Zeitplan Straßensanierung in Ebersbach verzögert sich

Die Sanierungsarbeiten in Ebersbach beginnen später.
Die Sanierungsarbeiten in Ebersbach beginnen später. © Foto: Matthias Jedele
Ebersbach / Tobias Flegl 10.01.2019
Die Stadt will den südlichen Teil, die Kanalisation und den Belag von Dickneweg und die Diegelsberger Straße in Ebersbach ab März erneuern.

Schwierigkeiten bei der Verlegung des Freibadbaches in Ebersbach haben Anwohnern des Dicknewegs und der Diegelsberger Straße eine Schonfrist von rund zwei Monaten gewährt. „Der Zeitplan hat sich um etwa acht Wochen verzögert“, sagte Gerd Richter vom Bauamt am Dienstag. Dem Leiter des Sachgebiets Tiefbau zufolge nehmen Bauarbeiter die Sanierung des südlichen Dicknewegs und der Diegelsberger Straße voraussichtlich ab März in Angriff. Ein Beginn zu diesem Zeitpunkt setzt voraus, dass keine weiteren Hindernisse im Boden und keine ungewöhnlich schlechte Witterung die Vorarbeiten behindern. Wasserleitungen und Gasrohre, die an den vorgefundenen Stellen nicht in den Plänen der Stadt eingezeichnet waren, verzögerten die Verlegung des Freibadbaches im vergangenen Jahr.

Bevor die Stadt die Diegelsberger Straße erneuert, will sie im Januar und Februar eine neue Trasse für den Freibadbach im Boden verlegen. Richter zufolge soll das Gewässer in einem Kunststoffrohr von der Daimlerstraße bis zum Dickneweg fließen.
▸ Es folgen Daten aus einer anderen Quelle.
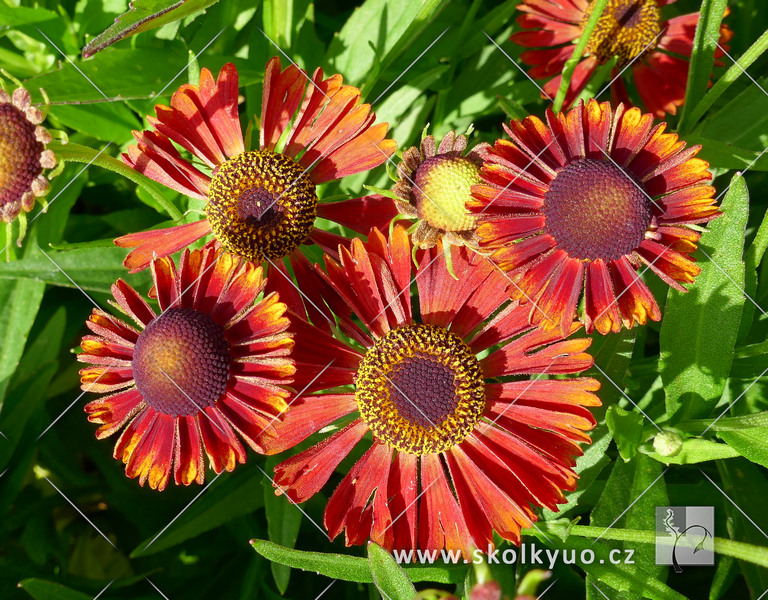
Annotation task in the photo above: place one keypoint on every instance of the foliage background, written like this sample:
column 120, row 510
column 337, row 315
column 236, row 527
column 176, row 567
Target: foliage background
column 417, row 62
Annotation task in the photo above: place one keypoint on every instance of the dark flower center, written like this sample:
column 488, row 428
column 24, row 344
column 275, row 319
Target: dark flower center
column 626, row 29
column 420, row 389
column 443, row 184
column 594, row 209
column 181, row 362
column 261, row 205
column 19, row 154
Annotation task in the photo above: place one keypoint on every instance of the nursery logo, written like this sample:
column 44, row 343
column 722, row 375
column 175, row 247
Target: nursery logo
column 685, row 536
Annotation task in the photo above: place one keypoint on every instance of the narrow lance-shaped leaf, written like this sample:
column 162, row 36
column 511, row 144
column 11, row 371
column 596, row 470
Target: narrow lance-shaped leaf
column 703, row 56
column 144, row 15
column 699, row 330
column 389, row 577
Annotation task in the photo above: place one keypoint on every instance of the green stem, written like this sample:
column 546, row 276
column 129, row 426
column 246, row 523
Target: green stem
column 597, row 10
column 77, row 153
column 757, row 555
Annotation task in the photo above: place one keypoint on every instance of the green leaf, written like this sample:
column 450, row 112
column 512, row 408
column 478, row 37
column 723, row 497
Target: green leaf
column 144, row 15
column 18, row 16
column 109, row 122
column 699, row 330
column 627, row 430
column 20, row 300
column 747, row 486
column 119, row 74
column 741, row 127
column 704, row 44
column 83, row 154
column 639, row 485
column 511, row 108
column 750, row 443
column 40, row 589
column 612, row 354
column 22, row 404
column 283, row 522
column 752, row 258
column 399, row 23
column 598, row 6
column 236, row 495
column 626, row 578
column 696, row 450
column 388, row 576
column 727, row 423
column 721, row 85
column 345, row 567
column 726, row 155
column 90, row 269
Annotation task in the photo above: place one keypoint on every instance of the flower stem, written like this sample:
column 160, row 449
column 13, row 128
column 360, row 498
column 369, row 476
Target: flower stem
column 597, row 10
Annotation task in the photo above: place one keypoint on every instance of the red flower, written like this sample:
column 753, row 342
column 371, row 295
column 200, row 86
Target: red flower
column 583, row 203
column 262, row 204
column 212, row 363
column 631, row 30
column 461, row 446
column 23, row 155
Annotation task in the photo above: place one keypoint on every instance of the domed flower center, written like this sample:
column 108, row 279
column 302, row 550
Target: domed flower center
column 420, row 389
column 443, row 184
column 181, row 362
column 19, row 154
column 261, row 205
column 594, row 209
column 626, row 29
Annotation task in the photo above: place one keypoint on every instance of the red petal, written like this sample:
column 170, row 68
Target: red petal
column 360, row 214
column 302, row 476
column 160, row 242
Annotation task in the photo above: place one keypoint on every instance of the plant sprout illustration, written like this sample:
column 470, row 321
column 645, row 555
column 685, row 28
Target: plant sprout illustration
column 669, row 525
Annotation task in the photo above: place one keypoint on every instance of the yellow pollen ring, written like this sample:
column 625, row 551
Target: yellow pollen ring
column 626, row 29
column 420, row 389
column 261, row 205
column 443, row 184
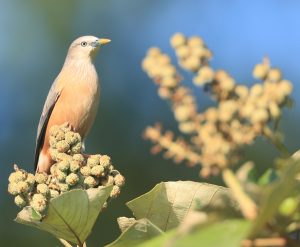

Die neue Führung ist Teil der Bachverlegung, die auf eine Entlastung der Kläranlage abzielt: Der Freibadbach soll künftig nicht mehr in die Säuberungsanlage, sondern in die Fils entwässern: „Unser Bestreben ist, dass nicht so viel Regenwasser in die Kläranlage fließt“, erklärt Tiefbauexperte Richter. Dieses Nass müsse schließlich nicht gereinigt werden. Künftig solle der Bach am Ende der Hans-Zinser-Straße in die Fils fließen.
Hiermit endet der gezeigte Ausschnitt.